The View From Above
I’m not sure why I was re-reading my writeup of the most recent Jamin Winans film earlier today, but I was, and as autistically happens sometimes I was idly imagining a conversation about it, in the course of which I realized I had a few things more to say.
First, here is how I described the film’s titular myth, which we see projected by a so-called Prophet.
In this myth, the Creator is shown descending to the world from an exploding meteor, painting the world into existence, then creating a child whom he imbues with life through music that emanates from two horn-like instruments behind his head and into those behind the child’s own. The Creator then departs back to his meteor, leaving the child to find its way dancingly through the beautiful world—until a monster appears and chases the child through the woods.

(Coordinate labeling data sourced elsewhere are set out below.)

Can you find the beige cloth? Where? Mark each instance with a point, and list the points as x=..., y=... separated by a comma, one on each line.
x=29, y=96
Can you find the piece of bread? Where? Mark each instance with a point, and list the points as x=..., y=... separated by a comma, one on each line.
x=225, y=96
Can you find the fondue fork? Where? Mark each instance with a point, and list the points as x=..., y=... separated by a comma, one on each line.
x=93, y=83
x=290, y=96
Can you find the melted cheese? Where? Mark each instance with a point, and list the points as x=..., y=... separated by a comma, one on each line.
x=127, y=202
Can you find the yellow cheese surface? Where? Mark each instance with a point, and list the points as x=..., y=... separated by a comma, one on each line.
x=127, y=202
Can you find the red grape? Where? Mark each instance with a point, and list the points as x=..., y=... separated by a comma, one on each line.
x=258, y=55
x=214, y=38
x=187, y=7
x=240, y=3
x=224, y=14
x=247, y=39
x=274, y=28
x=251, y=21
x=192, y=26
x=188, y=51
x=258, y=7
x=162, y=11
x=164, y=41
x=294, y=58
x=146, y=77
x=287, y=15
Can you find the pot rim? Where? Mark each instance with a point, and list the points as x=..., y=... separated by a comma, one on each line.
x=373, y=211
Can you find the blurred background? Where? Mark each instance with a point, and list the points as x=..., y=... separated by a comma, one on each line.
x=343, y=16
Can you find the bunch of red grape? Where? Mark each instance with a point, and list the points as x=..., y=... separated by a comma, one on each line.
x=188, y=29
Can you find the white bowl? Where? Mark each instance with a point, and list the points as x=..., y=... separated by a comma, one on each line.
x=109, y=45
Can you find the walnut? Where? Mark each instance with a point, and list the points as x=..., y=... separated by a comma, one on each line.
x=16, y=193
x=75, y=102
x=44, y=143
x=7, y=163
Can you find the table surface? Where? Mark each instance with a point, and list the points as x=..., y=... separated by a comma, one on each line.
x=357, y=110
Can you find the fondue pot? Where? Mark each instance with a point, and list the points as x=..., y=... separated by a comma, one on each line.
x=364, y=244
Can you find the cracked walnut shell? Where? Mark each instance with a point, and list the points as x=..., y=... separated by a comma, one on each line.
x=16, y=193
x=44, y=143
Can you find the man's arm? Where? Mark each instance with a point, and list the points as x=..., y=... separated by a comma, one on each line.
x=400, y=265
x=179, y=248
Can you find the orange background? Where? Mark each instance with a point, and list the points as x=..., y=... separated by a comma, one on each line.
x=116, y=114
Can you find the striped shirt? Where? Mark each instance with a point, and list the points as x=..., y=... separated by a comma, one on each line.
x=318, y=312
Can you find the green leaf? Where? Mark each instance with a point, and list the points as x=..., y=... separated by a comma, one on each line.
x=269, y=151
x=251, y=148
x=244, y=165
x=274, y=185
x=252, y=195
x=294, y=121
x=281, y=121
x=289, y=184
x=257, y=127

Defeated and dying, the child collapses and sends music from her horns into the sky toward the meteor.
Nothing happens. No one comes.
The child dies, alone.
The Creator then descends and retrieves the child only after it is dead.
Looking back, I might have undersold the existential despair of what seems to be the founding myth of the world in Myth of Man, and so, too, the tragedy that Ella spends so much of her time in pursuit of living out that myth for real.
The child here is alone, abandoned by the Creator to find her own way through a world that although filled with beauty also inevitably brings fear and eventually death. There is no one to help her withstand the darkness of the forest, and no one to comfort her as she dies, but also no one with whom to share the skies and the fields and the birds. It’s a myth that ascribes to the world a definitive solitariness, of separateness. There is not even the idea of solidarity here, because the myth says you are in it all by yourself.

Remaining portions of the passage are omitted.